BeauEvil A lot of reviews here are undeservedly harsh. "The Nines" has a fresh and unsettling strangeness that reminds me of Alfred Hitchcock's stuff in the Sixties. A lot of people just HATED Hitchcock then because he refused to follow the herd and churn out more of the same feel-good, cookie-cutter movies.Like Christopher Nolan's movies, this one requires extra effort on the viewers part. It's not a terrific movie. But, it's not terrible either. It's well worth watching if just to mull over the big "what if" idea. That's what I watch movies for, to leave with something, something I didn't have a few hours earlier.There is a clip from the claymation movie, "The Adventures of Mark Twain" that meshes very well with, "The Nines". The bit was written by the great Mark Twain. (You can find the clip online.) I wonder if the clip inspired "The Nines"!

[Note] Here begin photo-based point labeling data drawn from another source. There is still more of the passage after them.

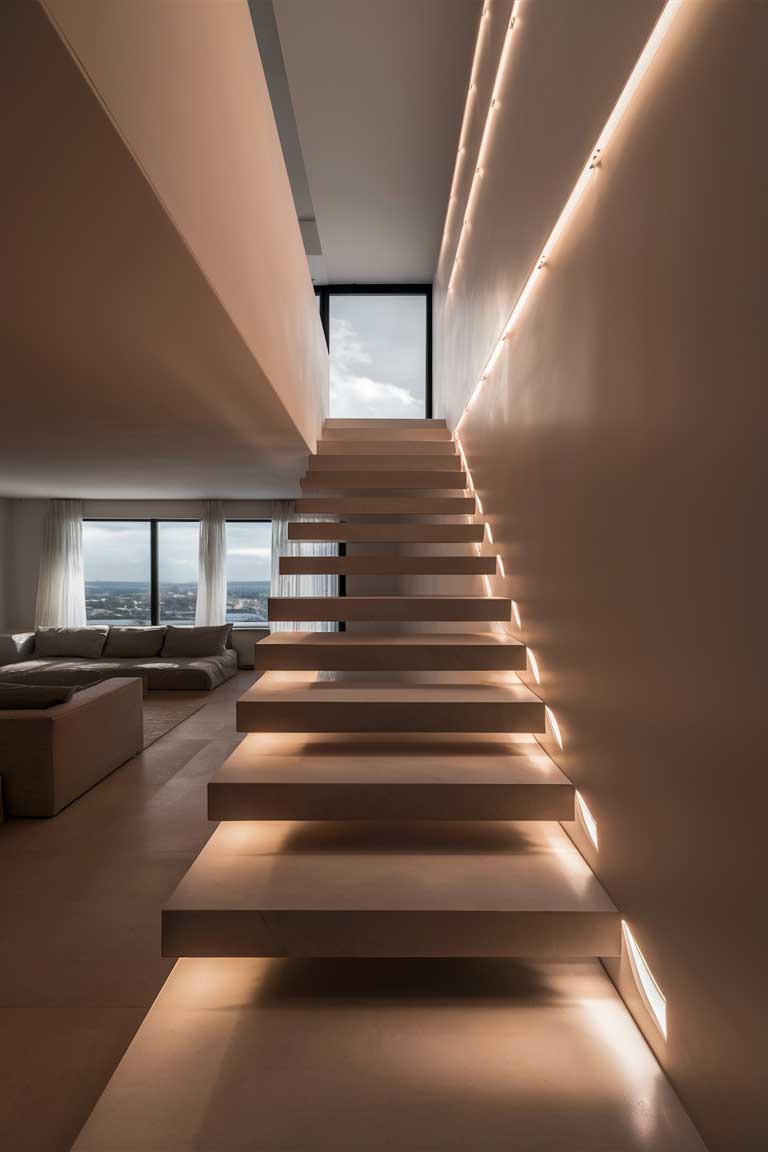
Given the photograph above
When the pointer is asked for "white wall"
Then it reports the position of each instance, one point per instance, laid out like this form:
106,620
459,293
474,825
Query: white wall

Lily Ohdundee If the whole point of that movie was to leave you in the dark, it certainly did its job. When I saw it on netflix with the great cast that it has I was excited for it! But it just seems like this movie doesn't know what it wants to be! It starts out a drug like hallucination, then starts of in the comedy direction. It gets a little horror movie, a little scifi and none were really that enjoyable. The whole world of this movie was just confusing and rather overwhelming. Not one that brings whimsy to your mind or makes you want to jump in. It doesn't really give a point of why we should care for this protagonist at all either. This movie just did not have me interested, though it seems like it would have a better premise as a novel.